How the Streamline FHA Loan can Help
Even though you cannot remove MIP with the Streamline FHA loan, it can help in other ways. First and foremost, it should save you money. Lenders are not supposed to let the loan through if there is not a net tangible benefit. In other words, they want to see that the loan makes sense. Either you save money or you refinance from a risky ARM loan. Either way, you and the FHA are at a lower risk of default.
The FHA Streamline loan can allow you to take advantage of lower rates. If you can save money, you can do one of two things:
- Pay your loan without worry each month since the payment decreased
- Make higher payments towards the principal and pay the loan off faster
The choice is yours, but paying the principal down faster decreases the amount of interest and MIP you pay in the end.

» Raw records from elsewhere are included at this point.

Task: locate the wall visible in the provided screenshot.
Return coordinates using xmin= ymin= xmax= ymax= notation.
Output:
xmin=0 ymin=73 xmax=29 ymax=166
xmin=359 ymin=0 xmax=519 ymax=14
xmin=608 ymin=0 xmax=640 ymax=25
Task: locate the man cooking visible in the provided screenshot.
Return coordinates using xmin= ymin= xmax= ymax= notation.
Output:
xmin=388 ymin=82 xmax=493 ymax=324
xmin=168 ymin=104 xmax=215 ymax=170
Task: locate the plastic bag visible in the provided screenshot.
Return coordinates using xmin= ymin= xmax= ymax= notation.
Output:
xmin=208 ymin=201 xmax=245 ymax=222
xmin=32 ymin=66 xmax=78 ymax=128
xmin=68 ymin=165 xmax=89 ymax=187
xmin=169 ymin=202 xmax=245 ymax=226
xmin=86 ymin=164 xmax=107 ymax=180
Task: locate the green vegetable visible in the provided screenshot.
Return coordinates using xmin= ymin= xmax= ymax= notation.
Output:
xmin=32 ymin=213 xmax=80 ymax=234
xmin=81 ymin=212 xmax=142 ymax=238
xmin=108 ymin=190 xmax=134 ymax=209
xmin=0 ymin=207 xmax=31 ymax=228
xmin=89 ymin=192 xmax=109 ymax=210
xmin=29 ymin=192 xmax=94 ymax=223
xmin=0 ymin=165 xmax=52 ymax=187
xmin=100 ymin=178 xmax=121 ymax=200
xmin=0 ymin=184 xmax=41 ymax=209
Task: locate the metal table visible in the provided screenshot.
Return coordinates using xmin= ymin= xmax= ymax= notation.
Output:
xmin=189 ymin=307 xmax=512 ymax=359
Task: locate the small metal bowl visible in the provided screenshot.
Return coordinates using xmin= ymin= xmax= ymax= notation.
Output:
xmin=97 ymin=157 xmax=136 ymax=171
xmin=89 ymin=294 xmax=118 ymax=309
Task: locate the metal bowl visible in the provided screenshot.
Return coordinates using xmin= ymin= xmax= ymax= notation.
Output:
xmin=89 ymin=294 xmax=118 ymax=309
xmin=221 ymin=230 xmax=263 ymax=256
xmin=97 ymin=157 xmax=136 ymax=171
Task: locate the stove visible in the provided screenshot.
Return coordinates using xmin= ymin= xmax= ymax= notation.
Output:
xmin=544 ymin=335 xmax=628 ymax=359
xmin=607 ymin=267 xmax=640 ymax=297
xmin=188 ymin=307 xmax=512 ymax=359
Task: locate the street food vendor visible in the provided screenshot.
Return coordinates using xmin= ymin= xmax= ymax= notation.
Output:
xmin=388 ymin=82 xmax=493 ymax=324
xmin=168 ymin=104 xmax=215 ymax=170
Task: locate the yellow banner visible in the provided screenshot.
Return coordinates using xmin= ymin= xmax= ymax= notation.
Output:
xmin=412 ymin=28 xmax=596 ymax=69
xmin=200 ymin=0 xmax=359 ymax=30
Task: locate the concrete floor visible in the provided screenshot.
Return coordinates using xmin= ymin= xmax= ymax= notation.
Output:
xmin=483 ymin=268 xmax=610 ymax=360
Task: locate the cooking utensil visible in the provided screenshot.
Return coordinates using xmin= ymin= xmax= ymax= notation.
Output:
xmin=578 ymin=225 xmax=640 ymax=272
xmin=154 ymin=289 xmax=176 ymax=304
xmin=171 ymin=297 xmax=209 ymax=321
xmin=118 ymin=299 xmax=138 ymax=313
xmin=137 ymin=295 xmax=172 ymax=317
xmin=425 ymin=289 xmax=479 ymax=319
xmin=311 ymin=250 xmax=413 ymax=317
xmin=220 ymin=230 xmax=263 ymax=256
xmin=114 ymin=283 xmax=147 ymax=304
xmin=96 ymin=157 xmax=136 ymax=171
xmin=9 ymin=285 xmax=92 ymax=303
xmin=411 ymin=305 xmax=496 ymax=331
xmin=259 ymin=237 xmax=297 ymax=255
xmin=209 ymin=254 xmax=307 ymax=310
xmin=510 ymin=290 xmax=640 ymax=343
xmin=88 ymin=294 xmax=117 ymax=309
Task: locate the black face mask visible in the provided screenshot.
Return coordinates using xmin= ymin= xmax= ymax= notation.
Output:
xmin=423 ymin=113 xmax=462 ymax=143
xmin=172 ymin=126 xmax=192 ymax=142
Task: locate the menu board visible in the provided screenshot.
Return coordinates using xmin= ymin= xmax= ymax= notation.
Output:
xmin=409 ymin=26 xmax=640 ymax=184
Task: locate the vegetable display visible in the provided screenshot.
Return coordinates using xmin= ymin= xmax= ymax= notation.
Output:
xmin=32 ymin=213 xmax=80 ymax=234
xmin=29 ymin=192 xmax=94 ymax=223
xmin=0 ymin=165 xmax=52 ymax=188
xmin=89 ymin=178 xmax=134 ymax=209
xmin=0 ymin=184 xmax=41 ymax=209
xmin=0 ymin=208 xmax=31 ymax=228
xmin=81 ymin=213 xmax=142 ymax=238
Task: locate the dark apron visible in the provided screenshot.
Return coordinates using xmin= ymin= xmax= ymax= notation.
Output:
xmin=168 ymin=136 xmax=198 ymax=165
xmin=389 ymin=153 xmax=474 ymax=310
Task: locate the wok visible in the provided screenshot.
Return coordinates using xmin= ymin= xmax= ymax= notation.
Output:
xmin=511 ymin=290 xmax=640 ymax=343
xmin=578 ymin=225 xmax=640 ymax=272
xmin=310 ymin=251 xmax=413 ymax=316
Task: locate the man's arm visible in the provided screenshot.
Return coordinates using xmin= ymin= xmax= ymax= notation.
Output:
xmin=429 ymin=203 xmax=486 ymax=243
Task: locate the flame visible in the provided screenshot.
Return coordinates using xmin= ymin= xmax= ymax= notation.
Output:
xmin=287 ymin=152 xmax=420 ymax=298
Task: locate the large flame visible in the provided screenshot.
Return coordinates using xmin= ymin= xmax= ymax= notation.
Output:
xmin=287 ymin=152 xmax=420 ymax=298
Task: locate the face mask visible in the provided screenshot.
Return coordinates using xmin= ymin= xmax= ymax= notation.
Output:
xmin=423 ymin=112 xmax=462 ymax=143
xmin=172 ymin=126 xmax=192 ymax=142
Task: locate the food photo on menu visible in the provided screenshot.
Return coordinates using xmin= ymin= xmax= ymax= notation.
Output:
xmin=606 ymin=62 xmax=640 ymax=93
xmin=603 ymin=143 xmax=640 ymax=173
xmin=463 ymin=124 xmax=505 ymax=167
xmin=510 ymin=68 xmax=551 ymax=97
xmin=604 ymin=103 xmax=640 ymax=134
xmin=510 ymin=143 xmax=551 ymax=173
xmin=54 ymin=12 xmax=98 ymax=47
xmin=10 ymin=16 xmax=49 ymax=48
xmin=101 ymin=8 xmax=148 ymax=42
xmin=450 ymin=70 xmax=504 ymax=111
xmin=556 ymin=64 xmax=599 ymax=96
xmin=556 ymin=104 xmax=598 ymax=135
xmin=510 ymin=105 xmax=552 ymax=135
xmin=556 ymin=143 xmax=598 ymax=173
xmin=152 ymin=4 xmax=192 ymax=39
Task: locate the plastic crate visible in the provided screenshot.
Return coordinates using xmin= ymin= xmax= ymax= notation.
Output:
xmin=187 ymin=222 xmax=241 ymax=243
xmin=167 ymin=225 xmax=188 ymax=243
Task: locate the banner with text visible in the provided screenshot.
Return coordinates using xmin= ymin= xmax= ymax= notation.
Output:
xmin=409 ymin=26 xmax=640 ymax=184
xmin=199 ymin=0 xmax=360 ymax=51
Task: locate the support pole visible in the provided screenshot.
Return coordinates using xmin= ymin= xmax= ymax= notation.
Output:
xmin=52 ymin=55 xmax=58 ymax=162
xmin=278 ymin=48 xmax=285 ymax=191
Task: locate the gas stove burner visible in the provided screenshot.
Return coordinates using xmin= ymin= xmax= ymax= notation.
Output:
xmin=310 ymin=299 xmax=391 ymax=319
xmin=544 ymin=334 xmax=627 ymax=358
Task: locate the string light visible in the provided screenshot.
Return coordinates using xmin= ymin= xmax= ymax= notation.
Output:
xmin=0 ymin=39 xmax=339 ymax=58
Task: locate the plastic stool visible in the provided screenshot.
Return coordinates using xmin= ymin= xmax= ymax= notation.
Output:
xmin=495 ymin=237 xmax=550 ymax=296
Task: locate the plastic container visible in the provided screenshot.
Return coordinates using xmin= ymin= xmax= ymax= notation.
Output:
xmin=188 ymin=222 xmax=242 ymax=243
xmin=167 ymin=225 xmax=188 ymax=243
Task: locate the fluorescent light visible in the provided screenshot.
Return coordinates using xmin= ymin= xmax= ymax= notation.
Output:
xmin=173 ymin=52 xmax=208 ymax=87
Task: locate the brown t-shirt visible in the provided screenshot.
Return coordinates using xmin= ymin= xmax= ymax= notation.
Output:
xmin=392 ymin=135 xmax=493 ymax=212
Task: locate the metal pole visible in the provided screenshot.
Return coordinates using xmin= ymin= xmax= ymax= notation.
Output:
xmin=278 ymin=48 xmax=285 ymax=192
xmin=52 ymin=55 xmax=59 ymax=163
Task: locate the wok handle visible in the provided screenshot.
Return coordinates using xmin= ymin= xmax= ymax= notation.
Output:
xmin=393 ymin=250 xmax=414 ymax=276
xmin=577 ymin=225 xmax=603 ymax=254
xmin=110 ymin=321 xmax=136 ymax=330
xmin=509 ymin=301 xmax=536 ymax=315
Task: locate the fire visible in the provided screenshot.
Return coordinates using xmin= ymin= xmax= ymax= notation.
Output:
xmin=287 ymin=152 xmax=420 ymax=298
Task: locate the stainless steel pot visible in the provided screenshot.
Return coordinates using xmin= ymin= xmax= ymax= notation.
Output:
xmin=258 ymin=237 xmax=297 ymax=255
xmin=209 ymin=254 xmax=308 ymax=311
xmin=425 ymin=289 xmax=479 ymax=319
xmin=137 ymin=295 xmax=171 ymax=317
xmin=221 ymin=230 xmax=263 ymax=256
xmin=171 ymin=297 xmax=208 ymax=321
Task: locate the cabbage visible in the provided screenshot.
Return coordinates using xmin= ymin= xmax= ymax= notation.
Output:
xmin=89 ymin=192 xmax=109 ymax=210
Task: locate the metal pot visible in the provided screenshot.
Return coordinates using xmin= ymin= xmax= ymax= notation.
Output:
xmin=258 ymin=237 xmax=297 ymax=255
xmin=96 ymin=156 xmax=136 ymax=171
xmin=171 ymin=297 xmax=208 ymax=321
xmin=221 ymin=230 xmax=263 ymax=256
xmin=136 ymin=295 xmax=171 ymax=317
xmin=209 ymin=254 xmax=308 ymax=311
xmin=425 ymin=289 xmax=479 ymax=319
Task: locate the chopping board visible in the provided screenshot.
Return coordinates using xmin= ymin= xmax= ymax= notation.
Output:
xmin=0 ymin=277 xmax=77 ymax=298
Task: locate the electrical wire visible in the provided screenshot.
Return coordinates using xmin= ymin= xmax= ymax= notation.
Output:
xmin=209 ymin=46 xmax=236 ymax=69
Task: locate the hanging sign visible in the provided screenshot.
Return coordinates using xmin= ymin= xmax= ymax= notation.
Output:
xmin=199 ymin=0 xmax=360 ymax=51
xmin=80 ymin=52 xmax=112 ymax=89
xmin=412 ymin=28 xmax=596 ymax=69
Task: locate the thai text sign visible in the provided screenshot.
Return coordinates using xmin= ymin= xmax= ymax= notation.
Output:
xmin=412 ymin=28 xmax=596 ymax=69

So whether you should use the Streamline FHA loan to remove MIP is a personal decision. It won’t directly remove the mortgage insurance premium from your loan. You will still pay it and in fact, pay another upfront mortgage insurance premium. However, if the loan makes more sense if the interest rate is lower, it could help you in the end. If you have the option to refinance into a conventional loan, you have another option.
Weigh the pros and cons of each and be honest with yourself about what you can afford. Don’t get in over your head in payments that will have you sweating it out in the future. You can always pay more towards the principal, no matter which type of loan you have. Either way, this will help you eliminate MIP once you pay the loan off for good.